You often carry a cup of overpriced coffee from Starbucks, but not today. I notice that when you do, it is always full as you always empty it into the same rusty trashcan as you step off the carriage and onto the platform. You never drink your coffee but hold the cup gingerly in your left hand, shifting back and forth between the two hands, warming each one as you secretly inhale the deep aroma. I, on the other hand, don’t drink the stuff. It clouds my train of thought.

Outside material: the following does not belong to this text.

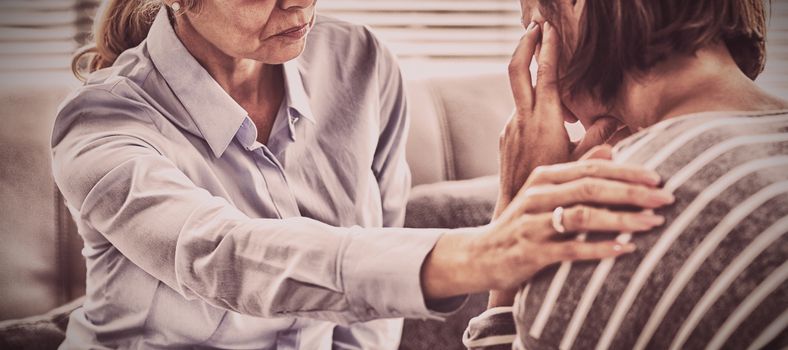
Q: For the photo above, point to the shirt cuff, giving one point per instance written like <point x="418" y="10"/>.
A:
<point x="381" y="274"/>
<point x="492" y="329"/>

Only four more stops before you end our encounter. I am sometimes tempted to follow you out but something always holds me back. Maybe it’s your aura, lingering behind to keep me company. I usually stay on, finding a seat to rest my legs when you walk out of my day. But today is different. Today you miss your stop. For a minute I am stunned. I’ve already found a seat and now you’ve thrown me off-guard. My hands are soaked in sweat and I wipe them vigorously on my jeans, adding to the collection of stains I’ve gathered. I nervously stare at your back, trying to fathom why and how your schedule changed today. Your face is hidden from view but after a closer look, I can see your reflection, looking at me, me looking at your back. And then without warning, you turn and look straight at my face; your bottomless brown eyes penetrate mine.

You smile at me, take the empty seat to my left and extend your right hand. Then the unthinkable happens, you speak to me: “Hi, I’m Rachel.”